Architecture, as a way of thinking, requires something outside of itself. It requires something to think about. The point is simple enough, though it seems that, because of the incessant pressure towards the production of a tangible, built object, architects have become more likely to lose sight of architecture’s fundamental capability to evaluate subjects. This suggests not only a deficiency in the culture of contemporary architectural practice, but also a deficiency in the forms of media we utilize.
A brief consideration of two iconic modernists can provide insightful case studies on the act of looking outward through architecture. A recurring trope in Le Corbusier’s writing was his near fanaticism for so-called “objects of an arresting novelty” that emerged early in the 20th century, such as cars and airplanes. His enormous collection of images and subsequent deployment of those images in the pages of progressive journals were seamlessly integrated with his architectural production. A similar fascination can be located in his search for three-dimensionality in the flatness of the painted canvas. Alternatively, Mies van der Rohe’s prolonged engagement with certain philosophical doctrines and his ethic of ceaseless drawing contributed more than any particular building experience to the development of his architectural language. These provided the underlying subject of his life’s work, of which the repetitiveness of his later buildings can be seen as the mature embodiment. Mies saw the “building art” as a way of articulating our various forms of life.
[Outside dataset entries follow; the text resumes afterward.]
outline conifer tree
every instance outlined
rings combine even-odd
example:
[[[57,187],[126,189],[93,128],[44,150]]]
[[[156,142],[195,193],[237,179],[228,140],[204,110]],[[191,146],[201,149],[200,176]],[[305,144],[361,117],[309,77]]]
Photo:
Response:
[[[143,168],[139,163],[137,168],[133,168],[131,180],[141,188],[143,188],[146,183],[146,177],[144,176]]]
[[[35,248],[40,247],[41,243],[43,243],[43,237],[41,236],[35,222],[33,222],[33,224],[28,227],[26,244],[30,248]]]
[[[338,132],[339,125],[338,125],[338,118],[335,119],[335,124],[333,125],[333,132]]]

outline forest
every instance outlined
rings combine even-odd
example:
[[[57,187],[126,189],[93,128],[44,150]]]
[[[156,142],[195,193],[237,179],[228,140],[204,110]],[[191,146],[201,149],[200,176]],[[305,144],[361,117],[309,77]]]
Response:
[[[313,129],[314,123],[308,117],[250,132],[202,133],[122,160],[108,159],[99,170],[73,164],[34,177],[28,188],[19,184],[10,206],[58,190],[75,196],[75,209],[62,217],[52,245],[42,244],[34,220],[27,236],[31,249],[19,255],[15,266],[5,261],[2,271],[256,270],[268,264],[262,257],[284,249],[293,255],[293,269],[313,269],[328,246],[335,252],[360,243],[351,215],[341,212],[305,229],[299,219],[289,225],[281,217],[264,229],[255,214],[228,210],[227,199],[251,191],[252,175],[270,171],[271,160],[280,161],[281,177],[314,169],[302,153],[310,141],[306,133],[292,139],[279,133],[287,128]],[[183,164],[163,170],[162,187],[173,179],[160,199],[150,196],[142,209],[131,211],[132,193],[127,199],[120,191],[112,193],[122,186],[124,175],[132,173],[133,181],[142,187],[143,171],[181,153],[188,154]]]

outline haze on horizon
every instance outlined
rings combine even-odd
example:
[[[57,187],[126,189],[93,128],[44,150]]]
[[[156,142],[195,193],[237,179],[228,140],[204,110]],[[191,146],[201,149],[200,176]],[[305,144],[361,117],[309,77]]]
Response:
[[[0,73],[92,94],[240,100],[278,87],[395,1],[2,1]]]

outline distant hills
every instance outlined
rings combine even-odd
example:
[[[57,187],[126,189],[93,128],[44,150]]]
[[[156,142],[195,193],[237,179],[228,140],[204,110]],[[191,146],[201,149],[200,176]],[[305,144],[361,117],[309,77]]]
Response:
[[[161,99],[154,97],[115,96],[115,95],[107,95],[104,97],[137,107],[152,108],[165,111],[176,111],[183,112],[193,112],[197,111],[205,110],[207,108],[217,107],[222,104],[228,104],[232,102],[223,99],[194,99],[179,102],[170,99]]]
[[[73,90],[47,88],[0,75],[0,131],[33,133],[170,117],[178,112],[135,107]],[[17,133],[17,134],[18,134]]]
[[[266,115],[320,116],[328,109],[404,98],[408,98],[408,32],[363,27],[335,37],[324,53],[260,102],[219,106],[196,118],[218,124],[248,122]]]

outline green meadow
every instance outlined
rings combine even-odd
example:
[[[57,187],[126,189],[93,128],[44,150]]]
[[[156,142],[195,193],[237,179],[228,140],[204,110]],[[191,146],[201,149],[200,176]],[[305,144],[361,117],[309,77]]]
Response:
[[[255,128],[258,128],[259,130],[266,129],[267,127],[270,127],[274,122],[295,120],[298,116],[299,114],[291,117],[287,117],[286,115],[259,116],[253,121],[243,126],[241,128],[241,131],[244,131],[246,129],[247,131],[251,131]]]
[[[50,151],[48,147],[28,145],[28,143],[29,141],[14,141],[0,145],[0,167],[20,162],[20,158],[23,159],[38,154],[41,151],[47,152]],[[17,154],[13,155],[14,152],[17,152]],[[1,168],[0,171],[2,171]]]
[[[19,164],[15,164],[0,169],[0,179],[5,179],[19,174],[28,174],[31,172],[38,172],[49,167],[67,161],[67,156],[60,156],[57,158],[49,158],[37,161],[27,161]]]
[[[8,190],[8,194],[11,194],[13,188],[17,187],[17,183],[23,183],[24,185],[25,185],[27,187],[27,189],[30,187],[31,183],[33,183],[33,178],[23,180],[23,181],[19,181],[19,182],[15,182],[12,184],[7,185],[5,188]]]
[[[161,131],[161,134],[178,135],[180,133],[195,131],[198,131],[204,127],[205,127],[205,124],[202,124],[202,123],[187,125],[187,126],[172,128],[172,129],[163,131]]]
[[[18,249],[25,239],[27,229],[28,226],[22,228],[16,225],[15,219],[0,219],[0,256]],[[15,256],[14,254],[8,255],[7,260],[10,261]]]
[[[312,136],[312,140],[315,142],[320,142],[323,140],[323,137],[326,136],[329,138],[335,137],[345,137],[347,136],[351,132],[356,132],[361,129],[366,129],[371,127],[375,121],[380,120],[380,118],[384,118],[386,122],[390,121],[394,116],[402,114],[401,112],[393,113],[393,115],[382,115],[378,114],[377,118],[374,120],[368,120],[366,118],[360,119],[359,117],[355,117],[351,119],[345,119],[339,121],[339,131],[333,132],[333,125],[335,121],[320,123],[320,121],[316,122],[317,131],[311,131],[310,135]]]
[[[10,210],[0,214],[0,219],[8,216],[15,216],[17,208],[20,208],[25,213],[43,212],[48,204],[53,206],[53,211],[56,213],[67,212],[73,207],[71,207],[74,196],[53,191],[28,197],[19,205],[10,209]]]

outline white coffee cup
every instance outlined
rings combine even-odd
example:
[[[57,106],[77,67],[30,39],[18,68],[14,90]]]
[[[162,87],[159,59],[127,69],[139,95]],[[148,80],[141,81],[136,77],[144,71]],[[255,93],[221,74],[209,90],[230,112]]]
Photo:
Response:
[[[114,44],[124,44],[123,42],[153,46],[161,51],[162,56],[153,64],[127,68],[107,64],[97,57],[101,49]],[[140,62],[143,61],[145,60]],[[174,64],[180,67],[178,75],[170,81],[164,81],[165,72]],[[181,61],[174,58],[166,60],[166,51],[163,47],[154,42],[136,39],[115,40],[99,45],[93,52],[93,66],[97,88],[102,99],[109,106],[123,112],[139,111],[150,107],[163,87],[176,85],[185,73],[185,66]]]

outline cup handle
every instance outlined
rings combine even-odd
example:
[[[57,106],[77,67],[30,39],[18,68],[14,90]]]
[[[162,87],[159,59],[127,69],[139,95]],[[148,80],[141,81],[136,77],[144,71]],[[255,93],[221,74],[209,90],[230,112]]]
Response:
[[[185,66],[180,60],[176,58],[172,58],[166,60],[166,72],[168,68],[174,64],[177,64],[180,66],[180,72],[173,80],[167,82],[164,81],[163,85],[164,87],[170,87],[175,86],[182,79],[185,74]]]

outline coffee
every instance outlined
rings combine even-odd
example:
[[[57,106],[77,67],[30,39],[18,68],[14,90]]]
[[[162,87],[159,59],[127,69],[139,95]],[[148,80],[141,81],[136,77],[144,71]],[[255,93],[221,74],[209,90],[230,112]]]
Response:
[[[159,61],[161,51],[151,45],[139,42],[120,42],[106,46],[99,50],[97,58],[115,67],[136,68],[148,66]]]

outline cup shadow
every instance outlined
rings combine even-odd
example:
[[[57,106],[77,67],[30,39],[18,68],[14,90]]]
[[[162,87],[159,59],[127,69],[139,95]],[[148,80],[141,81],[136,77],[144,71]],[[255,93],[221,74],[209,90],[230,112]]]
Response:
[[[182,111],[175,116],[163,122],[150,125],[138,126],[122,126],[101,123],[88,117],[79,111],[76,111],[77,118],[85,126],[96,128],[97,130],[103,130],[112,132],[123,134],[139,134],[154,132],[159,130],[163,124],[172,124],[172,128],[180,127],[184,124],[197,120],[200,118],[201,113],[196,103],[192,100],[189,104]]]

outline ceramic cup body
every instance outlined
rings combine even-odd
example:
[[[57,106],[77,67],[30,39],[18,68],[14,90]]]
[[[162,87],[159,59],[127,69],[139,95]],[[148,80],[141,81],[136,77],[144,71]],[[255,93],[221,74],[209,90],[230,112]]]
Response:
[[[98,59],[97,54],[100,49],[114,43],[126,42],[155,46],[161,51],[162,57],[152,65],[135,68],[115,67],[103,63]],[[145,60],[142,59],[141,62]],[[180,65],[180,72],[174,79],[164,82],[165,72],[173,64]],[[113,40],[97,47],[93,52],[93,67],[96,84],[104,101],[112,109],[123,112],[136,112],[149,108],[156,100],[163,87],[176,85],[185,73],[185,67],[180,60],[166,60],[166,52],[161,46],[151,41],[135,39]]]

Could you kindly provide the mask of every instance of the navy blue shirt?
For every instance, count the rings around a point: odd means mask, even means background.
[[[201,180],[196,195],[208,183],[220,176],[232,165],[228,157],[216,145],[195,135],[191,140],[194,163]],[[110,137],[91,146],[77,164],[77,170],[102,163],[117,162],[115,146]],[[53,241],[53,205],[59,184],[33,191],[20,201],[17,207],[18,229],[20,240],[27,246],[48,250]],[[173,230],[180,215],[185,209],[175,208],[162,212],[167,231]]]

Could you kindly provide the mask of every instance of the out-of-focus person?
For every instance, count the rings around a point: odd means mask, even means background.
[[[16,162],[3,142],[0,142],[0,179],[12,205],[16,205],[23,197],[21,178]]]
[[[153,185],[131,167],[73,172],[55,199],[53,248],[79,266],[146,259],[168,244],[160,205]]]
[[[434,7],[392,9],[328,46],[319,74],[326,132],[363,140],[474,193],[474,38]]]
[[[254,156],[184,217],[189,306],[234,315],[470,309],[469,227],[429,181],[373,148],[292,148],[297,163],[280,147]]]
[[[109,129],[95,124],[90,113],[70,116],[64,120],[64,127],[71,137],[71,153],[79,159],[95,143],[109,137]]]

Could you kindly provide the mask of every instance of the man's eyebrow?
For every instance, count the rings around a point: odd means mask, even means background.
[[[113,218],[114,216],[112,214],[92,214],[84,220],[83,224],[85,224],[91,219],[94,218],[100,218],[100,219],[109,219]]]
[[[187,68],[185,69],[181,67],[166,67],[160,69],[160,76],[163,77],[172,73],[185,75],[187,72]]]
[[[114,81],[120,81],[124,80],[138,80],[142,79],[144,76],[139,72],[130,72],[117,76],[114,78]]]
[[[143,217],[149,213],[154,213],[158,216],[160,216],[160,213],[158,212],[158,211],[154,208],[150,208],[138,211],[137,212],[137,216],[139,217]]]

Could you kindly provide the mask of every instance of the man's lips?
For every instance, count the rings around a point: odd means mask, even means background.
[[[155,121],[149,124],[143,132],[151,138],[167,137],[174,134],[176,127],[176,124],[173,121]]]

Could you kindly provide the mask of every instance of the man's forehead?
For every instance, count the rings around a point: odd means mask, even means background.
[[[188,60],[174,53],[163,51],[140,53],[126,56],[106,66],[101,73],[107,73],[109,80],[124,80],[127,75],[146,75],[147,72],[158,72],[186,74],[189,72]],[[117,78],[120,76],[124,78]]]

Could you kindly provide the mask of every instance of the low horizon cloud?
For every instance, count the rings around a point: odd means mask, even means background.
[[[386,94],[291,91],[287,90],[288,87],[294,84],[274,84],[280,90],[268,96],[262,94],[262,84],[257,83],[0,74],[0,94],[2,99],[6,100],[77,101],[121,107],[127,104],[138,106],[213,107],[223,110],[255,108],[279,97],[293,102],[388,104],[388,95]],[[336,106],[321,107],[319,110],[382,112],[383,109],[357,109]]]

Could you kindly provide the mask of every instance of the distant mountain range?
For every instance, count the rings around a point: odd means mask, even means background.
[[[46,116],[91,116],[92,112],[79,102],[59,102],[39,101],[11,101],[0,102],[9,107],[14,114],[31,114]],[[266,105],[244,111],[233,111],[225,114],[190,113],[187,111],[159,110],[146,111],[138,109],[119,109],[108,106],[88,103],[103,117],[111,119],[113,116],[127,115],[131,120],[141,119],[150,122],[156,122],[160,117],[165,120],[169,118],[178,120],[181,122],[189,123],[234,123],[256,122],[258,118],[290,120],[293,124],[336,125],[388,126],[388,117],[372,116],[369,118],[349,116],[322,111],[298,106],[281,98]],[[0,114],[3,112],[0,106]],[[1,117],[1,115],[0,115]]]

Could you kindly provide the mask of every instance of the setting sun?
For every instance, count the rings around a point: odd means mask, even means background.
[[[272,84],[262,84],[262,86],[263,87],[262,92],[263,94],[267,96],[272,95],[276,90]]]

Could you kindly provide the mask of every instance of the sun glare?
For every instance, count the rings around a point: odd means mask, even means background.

Perhaps the most pertinent contemporary heir to this tradition today is Rem Koolhaas. However in Koolhaas’s case, the evident desire for collecting and analyzing outsider or grotesque urban phenomena informs not just a spatial sensibility, but the inevitable bifurcation of an entire practice, OMA/AMO. It is highly relevant that, in this situation, objects and subjects are split in two; where OMA builds objects, AMO investigates subjects. Where Koolhaas himself embodies a posture of apparent integration or synthesis, his decision to structure one of the most influential practices of the last several decades as a divided endeavor has had an enormous impact on the profession as a whole. The notion of practice today would benefit from a significant shift in meaning, embracing the act of investigation as its reason for being. However, passing this threshold can only take shape if a fundamental change occurs in the objects we make and the subjects they serve.